The loop will only end either p’s buddy is still allocated or reach MAXSIZE.
So the above step 3 is either pushing the single freed p to free list, or push the merged (p+buddy) to free list.
Largest size block array’s alloc bit is always set.


Proof of concept: Find index, find address for malloc have to cut to half.
// Compute the block index for address p at size k/
blk_index_malloc(int k, char *p) {
int n = p - (char *) bd_base;
return n / BLK_SIZE(k) / 2;
// Convert a block index at size k back into an address/
void *addr_malloc(int k, int bi) {
int n = bi * BLK_SIZE(k) / 2;
return (char *) bd_base + n;
In bd_malloc, Find bit index of p, flips the bit.

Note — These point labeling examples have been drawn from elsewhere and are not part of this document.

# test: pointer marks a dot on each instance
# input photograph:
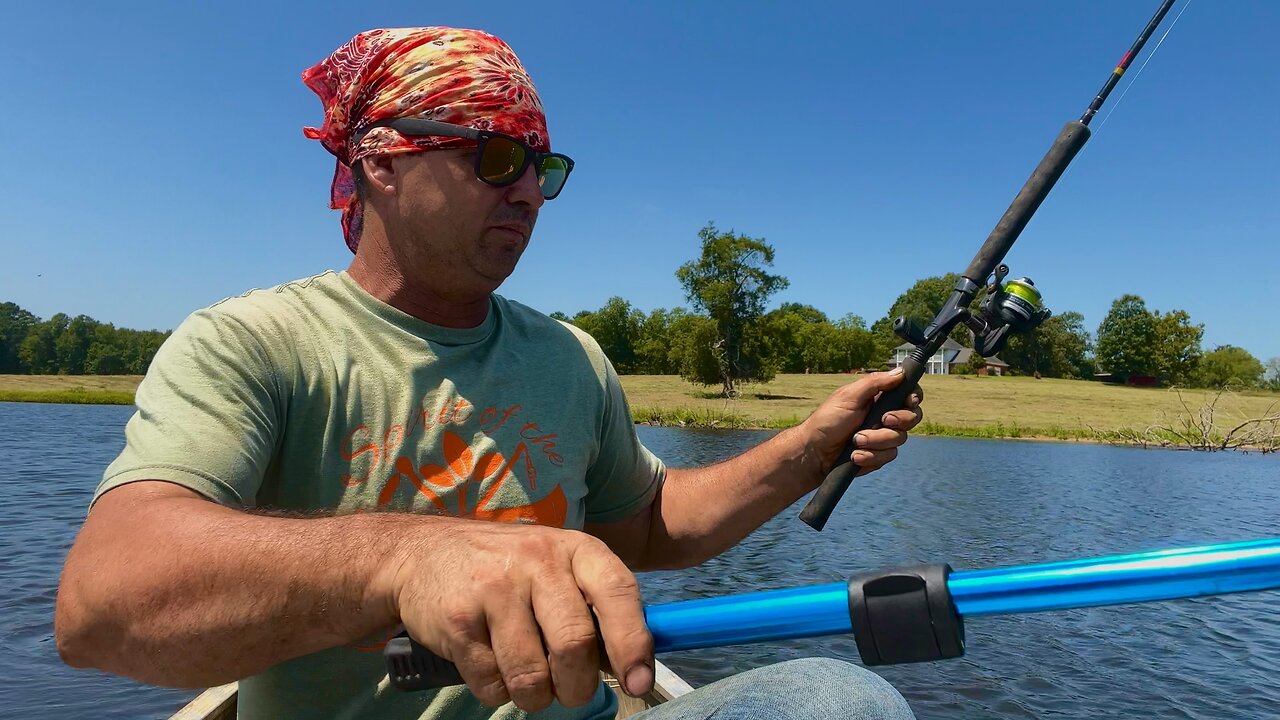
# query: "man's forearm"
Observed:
(704, 511)
(192, 593)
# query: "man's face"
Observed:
(456, 233)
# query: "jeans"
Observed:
(798, 689)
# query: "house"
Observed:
(950, 360)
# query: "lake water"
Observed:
(973, 504)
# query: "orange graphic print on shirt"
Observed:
(472, 484)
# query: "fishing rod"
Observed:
(917, 614)
(1010, 306)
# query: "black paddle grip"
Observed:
(414, 668)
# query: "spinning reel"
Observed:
(1010, 306)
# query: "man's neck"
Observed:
(387, 283)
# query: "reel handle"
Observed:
(837, 481)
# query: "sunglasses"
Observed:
(501, 160)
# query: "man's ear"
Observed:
(380, 177)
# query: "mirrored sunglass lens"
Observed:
(502, 160)
(552, 176)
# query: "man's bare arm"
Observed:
(700, 513)
(169, 588)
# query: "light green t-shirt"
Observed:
(315, 396)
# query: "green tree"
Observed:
(1056, 349)
(1272, 374)
(1178, 349)
(72, 345)
(730, 282)
(39, 350)
(654, 350)
(696, 349)
(1228, 364)
(14, 326)
(1127, 338)
(616, 327)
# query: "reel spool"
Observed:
(1010, 306)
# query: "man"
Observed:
(312, 465)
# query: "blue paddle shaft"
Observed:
(823, 610)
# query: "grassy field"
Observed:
(958, 405)
(99, 390)
(955, 405)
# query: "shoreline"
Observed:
(963, 406)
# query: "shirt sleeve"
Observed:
(626, 475)
(209, 414)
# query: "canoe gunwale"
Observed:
(219, 703)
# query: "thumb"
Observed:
(865, 390)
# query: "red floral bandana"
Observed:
(456, 76)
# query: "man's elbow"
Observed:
(73, 629)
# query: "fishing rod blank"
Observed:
(1009, 308)
(917, 614)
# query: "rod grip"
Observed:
(837, 481)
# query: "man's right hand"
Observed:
(512, 607)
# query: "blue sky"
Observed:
(155, 160)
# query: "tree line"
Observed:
(727, 337)
(72, 346)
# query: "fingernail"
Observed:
(639, 680)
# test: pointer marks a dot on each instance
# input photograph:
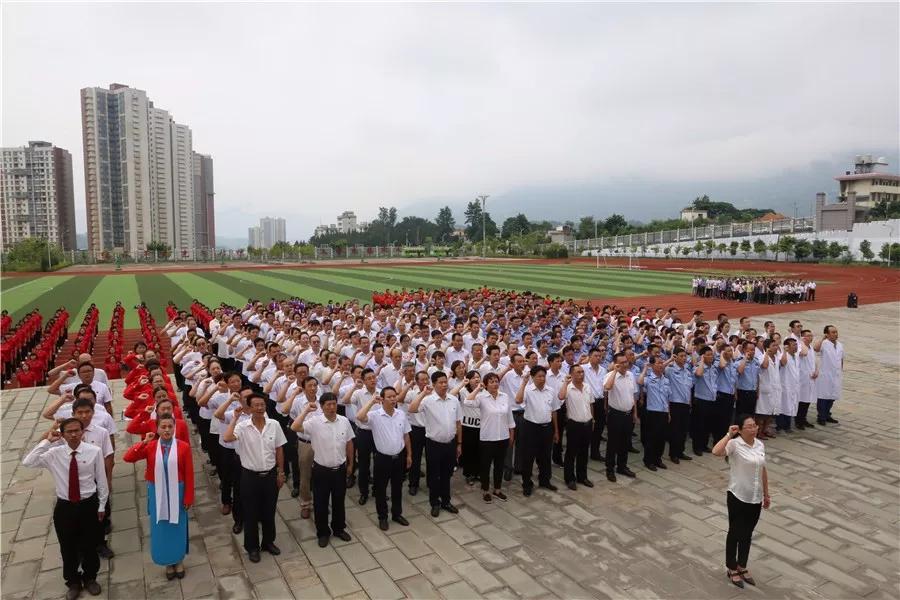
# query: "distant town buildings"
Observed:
(859, 192)
(269, 232)
(346, 223)
(690, 214)
(36, 195)
(140, 175)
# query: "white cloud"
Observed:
(312, 109)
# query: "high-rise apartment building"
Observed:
(139, 172)
(204, 202)
(273, 231)
(36, 195)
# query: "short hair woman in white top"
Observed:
(748, 492)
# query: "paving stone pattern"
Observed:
(832, 531)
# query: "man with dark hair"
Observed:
(621, 414)
(81, 491)
(443, 439)
(540, 427)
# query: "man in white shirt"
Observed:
(443, 444)
(357, 397)
(393, 453)
(258, 443)
(620, 388)
(830, 381)
(332, 441)
(539, 430)
(81, 492)
(579, 400)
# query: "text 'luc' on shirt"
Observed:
(388, 430)
(746, 463)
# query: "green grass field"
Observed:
(77, 292)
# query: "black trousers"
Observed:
(365, 446)
(78, 530)
(678, 428)
(702, 420)
(619, 425)
(802, 411)
(578, 436)
(656, 430)
(441, 457)
(561, 419)
(599, 425)
(746, 402)
(469, 460)
(230, 478)
(742, 519)
(259, 496)
(724, 414)
(417, 445)
(515, 455)
(492, 455)
(389, 468)
(537, 446)
(291, 458)
(329, 487)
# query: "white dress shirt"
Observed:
(329, 440)
(388, 431)
(56, 459)
(579, 402)
(441, 416)
(540, 403)
(496, 415)
(100, 389)
(621, 396)
(358, 399)
(257, 448)
(746, 463)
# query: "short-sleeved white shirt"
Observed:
(329, 439)
(746, 463)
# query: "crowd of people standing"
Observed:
(327, 397)
(757, 290)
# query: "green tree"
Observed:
(835, 250)
(890, 252)
(517, 225)
(820, 249)
(865, 248)
(445, 224)
(615, 224)
(586, 228)
(802, 249)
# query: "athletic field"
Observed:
(77, 291)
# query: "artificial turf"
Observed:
(337, 283)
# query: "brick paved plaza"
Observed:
(832, 531)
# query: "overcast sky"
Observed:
(309, 110)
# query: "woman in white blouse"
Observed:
(497, 431)
(748, 492)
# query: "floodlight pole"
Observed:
(483, 199)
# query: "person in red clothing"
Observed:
(170, 493)
(145, 422)
(25, 377)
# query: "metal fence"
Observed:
(691, 234)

Case 1: If current bit is 0, means both are free. By changing result to 1. So we have 1 free, 1 allocated.
Case 2: If current xor bit is 1, means the other buddy is allocated, we are allocated the 2nd, so both of them will be allocated, we got 1 xor 1 which is 0.
In bd_free,
If current bit is 0, it means both buddy and p are allocated. Loop needs to break, but flip the bit before the break.
If current bit is 1, it means we are the allocated one, my buddy is free, flip the bit(set to 0), indicating all free, continue the merge process.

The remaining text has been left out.